My first car was a silver Rover Metro 1.3S made in 1981 with a four speed manual transmission and Pirelli P4 low profile racing tires, the license plate was something like SPV 918 W.  Dad bought it in 1992 and we cleaned it up, repaired it, and I drove it to Northgate Sixth Form a few times a week.  Before I could ever drive it, I had to know how to take care of it.  I took each wheel off, picked the stones out with a screwdriver, and put them back with Dad standing by, watching.  The car drank oil, so we checked the level weekly and topped it up, along with checking the brake fluid level and coolant.  I had to know where to find them all.  He also showed me what it's like to drive a car with a failing clutch plate, how to drive in thick fog on a country lane in the dark with no streetlights, how to take the hairpin turns and steep slopes of Foxhall Hill at 50mph, how to bump start the car with a slight hill after I'd left the headlights on and drained the battery.

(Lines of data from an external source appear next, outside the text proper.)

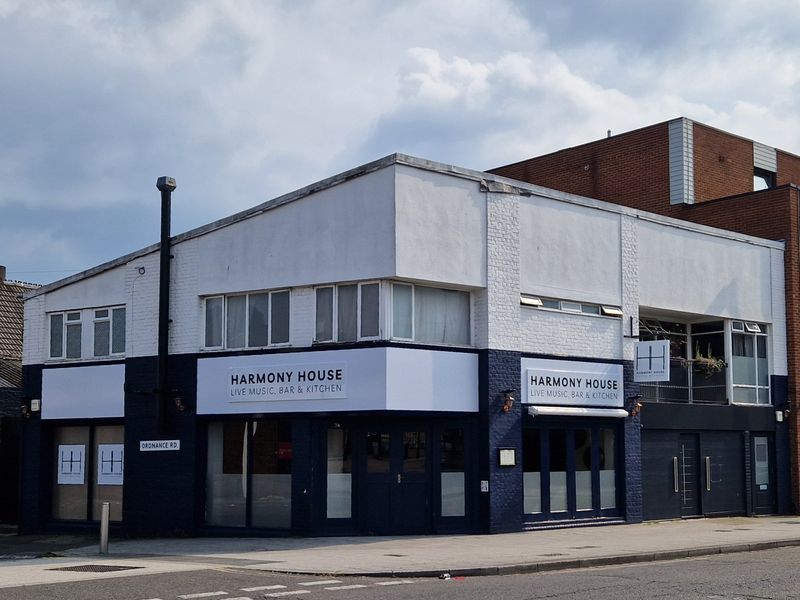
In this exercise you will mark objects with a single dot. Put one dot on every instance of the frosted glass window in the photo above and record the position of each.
(271, 491)
(257, 310)
(236, 321)
(56, 336)
(402, 298)
(452, 473)
(761, 452)
(214, 322)
(441, 316)
(370, 310)
(347, 312)
(280, 317)
(339, 493)
(104, 436)
(226, 474)
(608, 479)
(324, 331)
(583, 468)
(532, 471)
(102, 337)
(118, 330)
(70, 499)
(558, 470)
(73, 339)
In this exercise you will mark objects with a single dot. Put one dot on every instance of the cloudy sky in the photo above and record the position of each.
(244, 100)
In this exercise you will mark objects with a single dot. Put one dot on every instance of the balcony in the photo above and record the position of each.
(689, 383)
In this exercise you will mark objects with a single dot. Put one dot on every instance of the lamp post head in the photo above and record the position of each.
(166, 184)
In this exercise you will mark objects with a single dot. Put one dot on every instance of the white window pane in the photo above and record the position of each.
(401, 310)
(347, 313)
(102, 333)
(258, 308)
(118, 330)
(324, 330)
(369, 310)
(762, 364)
(213, 322)
(56, 336)
(441, 316)
(73, 340)
(236, 307)
(280, 317)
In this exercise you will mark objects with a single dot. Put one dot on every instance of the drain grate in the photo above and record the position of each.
(95, 568)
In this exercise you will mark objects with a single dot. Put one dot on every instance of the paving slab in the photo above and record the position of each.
(420, 556)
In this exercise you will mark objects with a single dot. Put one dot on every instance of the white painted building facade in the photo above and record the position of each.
(352, 357)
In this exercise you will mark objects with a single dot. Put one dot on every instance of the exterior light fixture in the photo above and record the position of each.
(634, 405)
(508, 400)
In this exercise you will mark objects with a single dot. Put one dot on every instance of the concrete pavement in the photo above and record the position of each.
(533, 551)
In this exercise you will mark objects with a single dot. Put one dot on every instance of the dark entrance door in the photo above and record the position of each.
(688, 471)
(396, 471)
(763, 469)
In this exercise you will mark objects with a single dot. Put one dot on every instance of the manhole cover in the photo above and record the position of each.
(95, 568)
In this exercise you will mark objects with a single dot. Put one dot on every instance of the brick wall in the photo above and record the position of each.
(723, 164)
(630, 169)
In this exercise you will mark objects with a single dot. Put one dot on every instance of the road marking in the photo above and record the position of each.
(346, 587)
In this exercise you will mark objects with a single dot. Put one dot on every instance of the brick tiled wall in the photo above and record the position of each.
(723, 164)
(630, 169)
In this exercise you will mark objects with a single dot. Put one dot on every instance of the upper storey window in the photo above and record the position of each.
(348, 312)
(107, 326)
(247, 320)
(430, 315)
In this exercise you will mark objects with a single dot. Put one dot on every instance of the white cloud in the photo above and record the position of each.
(242, 101)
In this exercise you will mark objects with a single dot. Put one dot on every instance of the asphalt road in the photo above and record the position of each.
(748, 575)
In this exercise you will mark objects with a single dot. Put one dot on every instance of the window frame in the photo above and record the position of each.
(748, 330)
(109, 318)
(224, 320)
(334, 314)
(413, 338)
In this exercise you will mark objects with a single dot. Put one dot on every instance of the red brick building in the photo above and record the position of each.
(691, 171)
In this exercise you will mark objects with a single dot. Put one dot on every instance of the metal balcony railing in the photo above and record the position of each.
(689, 383)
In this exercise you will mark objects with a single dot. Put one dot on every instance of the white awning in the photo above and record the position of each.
(576, 411)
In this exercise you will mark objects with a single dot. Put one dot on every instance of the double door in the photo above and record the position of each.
(396, 489)
(686, 474)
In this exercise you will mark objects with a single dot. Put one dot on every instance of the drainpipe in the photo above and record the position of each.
(165, 185)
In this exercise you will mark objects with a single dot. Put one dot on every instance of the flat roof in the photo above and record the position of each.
(492, 183)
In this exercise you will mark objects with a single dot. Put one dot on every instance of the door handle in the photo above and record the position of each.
(675, 472)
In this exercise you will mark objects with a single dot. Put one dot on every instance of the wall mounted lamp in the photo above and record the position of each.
(508, 400)
(634, 405)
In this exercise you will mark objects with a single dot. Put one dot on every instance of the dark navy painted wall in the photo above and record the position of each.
(160, 494)
(499, 371)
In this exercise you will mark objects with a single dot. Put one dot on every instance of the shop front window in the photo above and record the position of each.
(750, 364)
(89, 470)
(339, 493)
(249, 474)
(452, 473)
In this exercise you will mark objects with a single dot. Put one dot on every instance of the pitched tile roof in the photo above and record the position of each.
(11, 321)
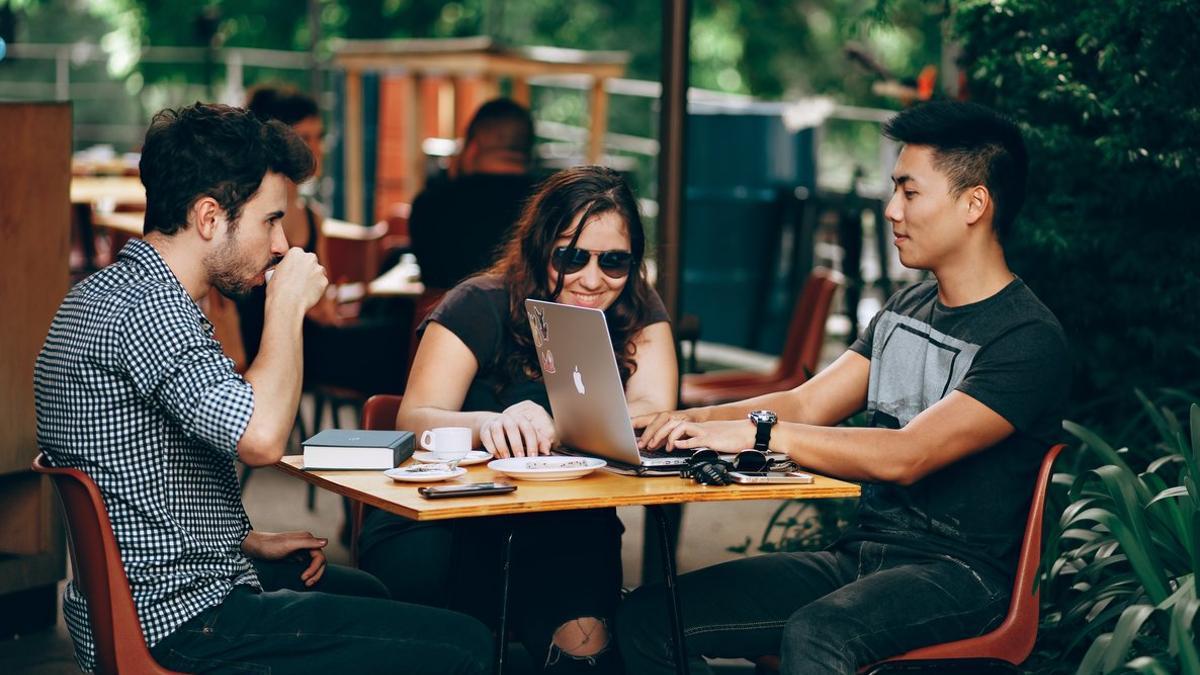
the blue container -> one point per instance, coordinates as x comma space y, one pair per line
743, 167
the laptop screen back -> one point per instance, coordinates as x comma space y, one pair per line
587, 398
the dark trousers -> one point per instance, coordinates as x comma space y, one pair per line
345, 623
828, 611
565, 565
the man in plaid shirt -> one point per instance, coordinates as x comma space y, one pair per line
132, 388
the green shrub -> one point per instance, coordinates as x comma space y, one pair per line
1109, 97
1121, 565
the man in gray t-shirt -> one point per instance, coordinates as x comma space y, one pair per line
963, 380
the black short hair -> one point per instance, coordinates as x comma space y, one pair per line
281, 102
972, 145
503, 124
213, 150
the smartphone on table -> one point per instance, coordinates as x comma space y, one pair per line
465, 489
762, 477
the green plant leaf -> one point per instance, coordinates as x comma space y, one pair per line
1183, 638
1123, 635
1147, 664
1141, 559
1095, 656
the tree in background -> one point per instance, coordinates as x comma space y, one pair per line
1109, 97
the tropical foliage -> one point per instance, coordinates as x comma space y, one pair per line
1121, 587
1110, 105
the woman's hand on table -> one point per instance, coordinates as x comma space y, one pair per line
283, 545
657, 426
523, 429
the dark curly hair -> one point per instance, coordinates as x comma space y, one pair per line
213, 150
525, 264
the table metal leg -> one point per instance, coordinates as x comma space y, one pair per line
502, 634
669, 573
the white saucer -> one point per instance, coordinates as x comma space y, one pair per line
423, 473
546, 467
474, 457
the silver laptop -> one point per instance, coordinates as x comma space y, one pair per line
586, 394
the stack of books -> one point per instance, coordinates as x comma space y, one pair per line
353, 448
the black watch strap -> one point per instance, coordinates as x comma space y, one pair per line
762, 436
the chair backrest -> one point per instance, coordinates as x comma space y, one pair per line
378, 414
1013, 639
805, 332
100, 574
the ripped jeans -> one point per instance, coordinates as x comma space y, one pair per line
565, 566
828, 611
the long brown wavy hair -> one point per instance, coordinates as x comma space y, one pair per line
525, 264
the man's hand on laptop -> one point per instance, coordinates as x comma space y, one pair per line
295, 545
720, 436
658, 425
523, 429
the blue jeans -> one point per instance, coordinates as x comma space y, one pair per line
828, 611
345, 623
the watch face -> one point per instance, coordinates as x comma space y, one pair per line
763, 417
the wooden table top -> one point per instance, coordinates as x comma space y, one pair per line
121, 221
397, 282
108, 190
595, 490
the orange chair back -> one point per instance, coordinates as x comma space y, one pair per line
805, 332
100, 575
378, 414
1012, 640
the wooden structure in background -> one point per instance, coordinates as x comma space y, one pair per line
432, 77
35, 227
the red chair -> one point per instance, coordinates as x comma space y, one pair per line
802, 351
100, 575
378, 414
1009, 644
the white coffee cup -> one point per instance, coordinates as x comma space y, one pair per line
447, 442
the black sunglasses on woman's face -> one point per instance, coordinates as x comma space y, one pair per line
569, 260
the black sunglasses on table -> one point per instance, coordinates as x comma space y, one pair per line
745, 460
569, 260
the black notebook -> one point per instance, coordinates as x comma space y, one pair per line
353, 448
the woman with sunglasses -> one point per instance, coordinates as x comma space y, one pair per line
580, 242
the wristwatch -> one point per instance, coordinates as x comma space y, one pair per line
765, 419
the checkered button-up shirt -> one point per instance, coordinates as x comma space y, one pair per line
133, 389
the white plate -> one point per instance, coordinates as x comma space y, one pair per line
423, 473
474, 457
546, 467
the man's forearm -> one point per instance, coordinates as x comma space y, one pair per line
275, 376
879, 455
785, 404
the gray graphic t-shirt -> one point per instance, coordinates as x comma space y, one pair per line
1009, 353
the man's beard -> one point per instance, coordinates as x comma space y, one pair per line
231, 275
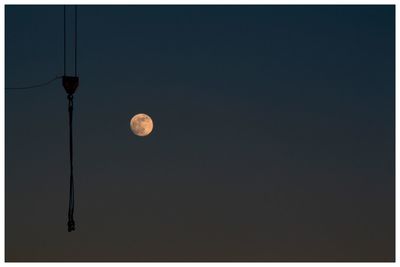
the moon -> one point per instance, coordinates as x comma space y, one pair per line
141, 124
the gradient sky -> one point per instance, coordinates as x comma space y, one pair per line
273, 138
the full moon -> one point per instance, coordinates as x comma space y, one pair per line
141, 124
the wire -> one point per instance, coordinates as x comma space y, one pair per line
76, 40
34, 86
65, 42
71, 222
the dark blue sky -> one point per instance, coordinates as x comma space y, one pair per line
273, 138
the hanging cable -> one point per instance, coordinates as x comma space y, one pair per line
71, 222
76, 40
70, 84
65, 42
34, 86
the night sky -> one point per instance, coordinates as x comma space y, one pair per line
273, 134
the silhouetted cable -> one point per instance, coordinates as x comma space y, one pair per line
34, 86
65, 41
71, 222
76, 40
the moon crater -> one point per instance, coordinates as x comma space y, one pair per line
141, 124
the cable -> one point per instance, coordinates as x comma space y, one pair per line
71, 222
76, 40
65, 42
34, 86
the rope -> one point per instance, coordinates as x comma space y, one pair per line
65, 42
76, 40
34, 86
71, 222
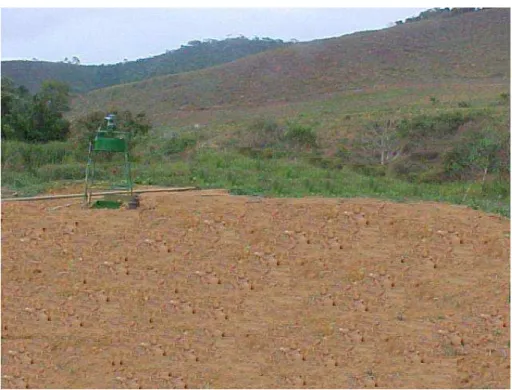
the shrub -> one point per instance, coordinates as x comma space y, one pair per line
300, 135
177, 144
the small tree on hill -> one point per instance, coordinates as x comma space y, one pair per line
379, 141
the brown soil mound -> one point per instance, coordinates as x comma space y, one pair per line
221, 291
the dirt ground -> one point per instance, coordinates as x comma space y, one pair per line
203, 289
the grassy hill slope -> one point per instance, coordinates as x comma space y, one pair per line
193, 56
467, 49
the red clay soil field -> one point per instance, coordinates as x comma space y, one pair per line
207, 290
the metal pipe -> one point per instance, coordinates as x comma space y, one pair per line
67, 196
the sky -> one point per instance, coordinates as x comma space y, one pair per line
110, 35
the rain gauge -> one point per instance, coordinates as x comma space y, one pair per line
109, 151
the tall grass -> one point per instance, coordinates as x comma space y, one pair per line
30, 168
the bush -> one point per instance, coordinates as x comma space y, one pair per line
464, 104
477, 151
263, 133
425, 126
177, 144
20, 156
300, 135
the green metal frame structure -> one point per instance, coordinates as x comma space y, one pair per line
111, 141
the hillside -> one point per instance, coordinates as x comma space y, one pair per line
471, 48
193, 56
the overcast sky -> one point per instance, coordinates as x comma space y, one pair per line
103, 35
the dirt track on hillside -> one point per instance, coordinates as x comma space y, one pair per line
219, 291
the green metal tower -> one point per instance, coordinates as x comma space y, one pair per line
107, 141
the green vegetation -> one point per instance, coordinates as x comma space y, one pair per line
193, 56
434, 13
37, 118
244, 175
267, 126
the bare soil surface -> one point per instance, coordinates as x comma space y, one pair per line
204, 289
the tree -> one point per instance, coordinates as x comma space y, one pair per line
55, 95
16, 110
379, 140
37, 118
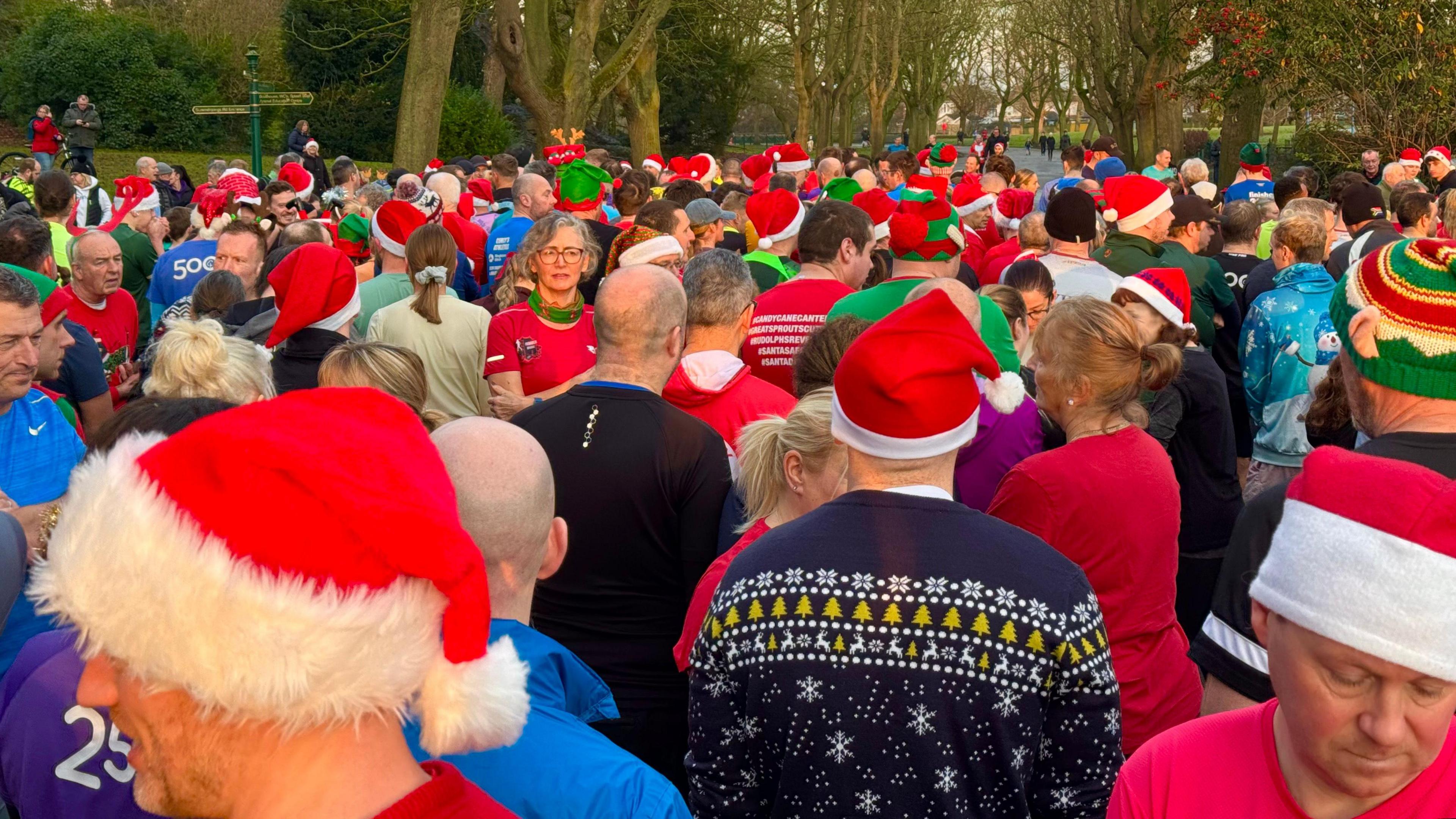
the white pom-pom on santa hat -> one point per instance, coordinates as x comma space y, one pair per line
353, 604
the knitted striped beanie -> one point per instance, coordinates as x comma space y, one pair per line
1411, 349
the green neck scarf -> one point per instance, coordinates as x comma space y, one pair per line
557, 315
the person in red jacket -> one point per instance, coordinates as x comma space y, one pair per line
286, 672
46, 138
468, 235
711, 382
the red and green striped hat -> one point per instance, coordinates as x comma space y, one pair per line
1409, 342
943, 155
925, 228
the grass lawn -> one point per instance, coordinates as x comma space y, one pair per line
116, 164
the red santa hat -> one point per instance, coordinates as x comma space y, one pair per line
756, 167
702, 167
1366, 556
790, 158
775, 215
1133, 202
969, 197
242, 186
392, 225
1012, 206
210, 216
314, 286
300, 180
906, 388
880, 209
357, 594
1165, 289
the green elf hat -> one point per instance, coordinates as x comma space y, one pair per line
943, 155
925, 228
842, 188
1394, 317
579, 186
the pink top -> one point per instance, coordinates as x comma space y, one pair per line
1225, 766
1111, 505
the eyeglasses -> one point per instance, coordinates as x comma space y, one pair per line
552, 256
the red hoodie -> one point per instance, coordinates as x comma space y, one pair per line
715, 387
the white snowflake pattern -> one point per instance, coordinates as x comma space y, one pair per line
973, 591
921, 720
946, 779
809, 690
839, 747
1037, 610
1007, 704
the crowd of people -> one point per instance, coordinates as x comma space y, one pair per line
557, 484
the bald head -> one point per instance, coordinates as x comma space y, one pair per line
962, 297
635, 312
447, 186
504, 490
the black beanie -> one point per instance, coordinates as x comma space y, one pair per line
1072, 216
1362, 203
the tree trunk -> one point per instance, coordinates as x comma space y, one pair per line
1243, 123
433, 25
641, 104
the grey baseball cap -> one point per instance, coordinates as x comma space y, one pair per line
705, 210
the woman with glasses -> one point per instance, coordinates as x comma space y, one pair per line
546, 344
447, 334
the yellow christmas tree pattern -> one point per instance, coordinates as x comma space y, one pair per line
1008, 633
982, 626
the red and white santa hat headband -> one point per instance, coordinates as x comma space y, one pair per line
355, 592
1366, 556
906, 388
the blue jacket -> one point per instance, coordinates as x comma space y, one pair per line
563, 769
1286, 349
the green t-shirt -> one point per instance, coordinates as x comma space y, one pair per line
882, 299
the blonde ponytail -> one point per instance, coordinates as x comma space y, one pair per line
764, 445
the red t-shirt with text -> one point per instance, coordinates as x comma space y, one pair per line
546, 356
784, 318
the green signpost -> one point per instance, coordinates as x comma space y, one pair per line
255, 101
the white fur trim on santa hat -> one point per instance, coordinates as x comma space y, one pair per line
1362, 588
791, 229
1141, 216
988, 200
647, 251
184, 613
1155, 299
892, 448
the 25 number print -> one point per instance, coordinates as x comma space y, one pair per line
69, 769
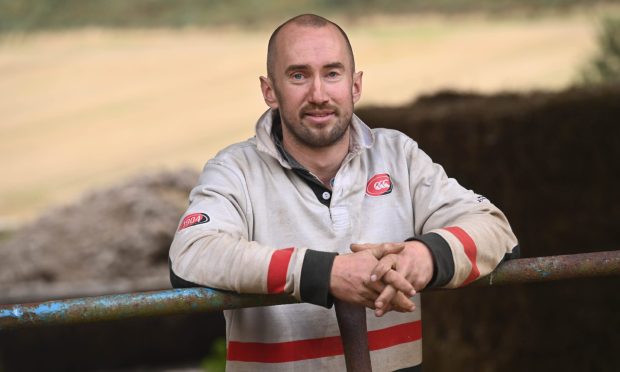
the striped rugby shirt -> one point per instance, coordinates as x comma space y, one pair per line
255, 226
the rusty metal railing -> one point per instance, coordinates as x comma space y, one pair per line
176, 301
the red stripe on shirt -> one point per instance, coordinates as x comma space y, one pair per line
278, 267
470, 251
281, 352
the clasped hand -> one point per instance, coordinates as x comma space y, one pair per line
382, 276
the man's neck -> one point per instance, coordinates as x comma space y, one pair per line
322, 162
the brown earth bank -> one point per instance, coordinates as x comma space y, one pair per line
551, 161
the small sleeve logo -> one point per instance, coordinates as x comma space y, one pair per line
379, 184
193, 220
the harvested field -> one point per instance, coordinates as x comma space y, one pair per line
88, 108
551, 161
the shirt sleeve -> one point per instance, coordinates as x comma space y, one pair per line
467, 235
212, 245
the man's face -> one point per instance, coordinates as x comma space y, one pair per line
313, 85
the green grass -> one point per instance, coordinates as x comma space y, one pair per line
40, 15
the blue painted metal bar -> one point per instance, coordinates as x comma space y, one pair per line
176, 301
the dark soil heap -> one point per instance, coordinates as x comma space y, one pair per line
120, 233
551, 162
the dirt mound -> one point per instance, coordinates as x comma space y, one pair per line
123, 232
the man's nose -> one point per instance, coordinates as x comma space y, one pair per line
317, 94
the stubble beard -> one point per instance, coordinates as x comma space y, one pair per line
316, 137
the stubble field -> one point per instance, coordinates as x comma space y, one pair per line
87, 108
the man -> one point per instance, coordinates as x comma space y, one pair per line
287, 211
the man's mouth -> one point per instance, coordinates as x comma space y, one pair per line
319, 116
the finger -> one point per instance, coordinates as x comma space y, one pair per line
402, 303
384, 249
386, 309
383, 266
359, 247
398, 281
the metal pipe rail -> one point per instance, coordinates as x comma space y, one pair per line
177, 301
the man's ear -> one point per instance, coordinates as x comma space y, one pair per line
356, 89
269, 94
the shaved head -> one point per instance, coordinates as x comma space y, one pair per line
304, 20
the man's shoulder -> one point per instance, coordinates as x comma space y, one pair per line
235, 150
392, 137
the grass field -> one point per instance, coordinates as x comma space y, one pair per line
87, 108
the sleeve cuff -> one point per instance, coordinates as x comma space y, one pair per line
177, 281
315, 275
443, 262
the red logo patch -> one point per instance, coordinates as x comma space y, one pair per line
193, 220
379, 184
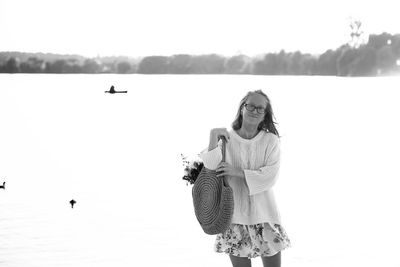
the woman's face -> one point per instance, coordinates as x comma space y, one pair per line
253, 110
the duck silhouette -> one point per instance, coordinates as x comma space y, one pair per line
112, 91
72, 202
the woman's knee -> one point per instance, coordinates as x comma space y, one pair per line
240, 261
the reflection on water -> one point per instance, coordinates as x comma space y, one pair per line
118, 156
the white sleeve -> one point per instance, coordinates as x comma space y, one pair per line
265, 177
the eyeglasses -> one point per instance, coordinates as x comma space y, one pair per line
250, 107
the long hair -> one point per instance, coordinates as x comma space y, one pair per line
268, 123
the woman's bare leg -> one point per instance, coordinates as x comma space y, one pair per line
273, 261
240, 261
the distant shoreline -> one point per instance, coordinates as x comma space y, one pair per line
380, 56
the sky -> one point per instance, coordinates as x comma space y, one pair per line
158, 27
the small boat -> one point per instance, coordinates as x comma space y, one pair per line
112, 91
72, 202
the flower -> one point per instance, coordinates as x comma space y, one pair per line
191, 169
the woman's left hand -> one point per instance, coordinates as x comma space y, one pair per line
226, 169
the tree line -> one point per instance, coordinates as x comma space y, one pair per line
378, 56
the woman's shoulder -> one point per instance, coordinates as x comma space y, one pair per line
270, 138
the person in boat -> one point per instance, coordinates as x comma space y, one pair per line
112, 91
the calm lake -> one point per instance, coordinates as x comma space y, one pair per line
118, 156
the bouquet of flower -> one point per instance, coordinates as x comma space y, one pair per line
191, 169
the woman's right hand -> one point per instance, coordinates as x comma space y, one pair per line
215, 135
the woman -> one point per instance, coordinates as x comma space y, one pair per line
251, 169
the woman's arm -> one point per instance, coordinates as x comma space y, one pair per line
265, 177
213, 156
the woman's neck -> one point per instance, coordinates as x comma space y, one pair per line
248, 131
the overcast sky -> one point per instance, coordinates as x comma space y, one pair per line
160, 27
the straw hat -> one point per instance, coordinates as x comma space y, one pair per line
213, 201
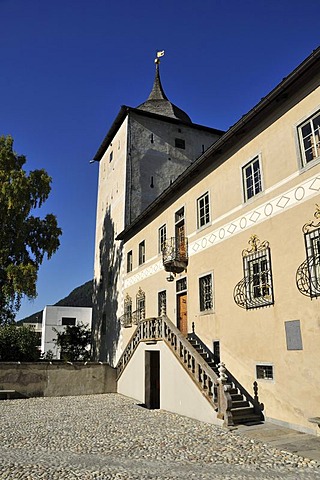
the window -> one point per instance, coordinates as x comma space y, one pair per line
129, 261
205, 293
162, 236
309, 138
141, 304
203, 210
255, 289
257, 271
264, 372
142, 252
312, 240
180, 143
162, 303
251, 176
127, 316
181, 285
68, 321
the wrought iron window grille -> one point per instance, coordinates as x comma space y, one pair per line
205, 292
308, 273
255, 290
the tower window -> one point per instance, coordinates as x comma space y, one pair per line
180, 143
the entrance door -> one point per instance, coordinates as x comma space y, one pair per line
152, 379
182, 313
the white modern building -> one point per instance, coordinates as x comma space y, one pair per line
57, 318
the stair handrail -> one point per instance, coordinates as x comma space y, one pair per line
161, 328
258, 407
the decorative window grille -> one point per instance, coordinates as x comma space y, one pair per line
180, 143
129, 261
70, 321
251, 175
162, 237
264, 372
205, 293
203, 210
141, 304
181, 285
142, 252
126, 319
255, 289
162, 303
309, 137
308, 273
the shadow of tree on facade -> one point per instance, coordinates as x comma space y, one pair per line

My current car is a green Ford Escort SE made in 1998 with a five speed manual transmission.   We bought it from England just before we moved to the US, and picked it up from the Ford garage near our apartment in June 1998. All but the first 13 miles on the clock are ours.  The "check coolant" light came on a couple of weeks ago.  Not all the time, it would come and go.  Saturday while Hubby was finishing his sermon for the old folks home I took his car and picked up the coolant.  I burned my fingers opening the bonnet because my car was stood on the driveway in the sun all morning.  The coolant reservoir was right where I'd left it last time I checked, and well below the fill line.  Dad's trick of using a plastic funnel made sure the coolant got where it needed to go rather than on my feet and all over the engine.  Filled up the screen wash for good measure and took it out for a drive.  No warning lights, car running smoothly.  Thanks Dad.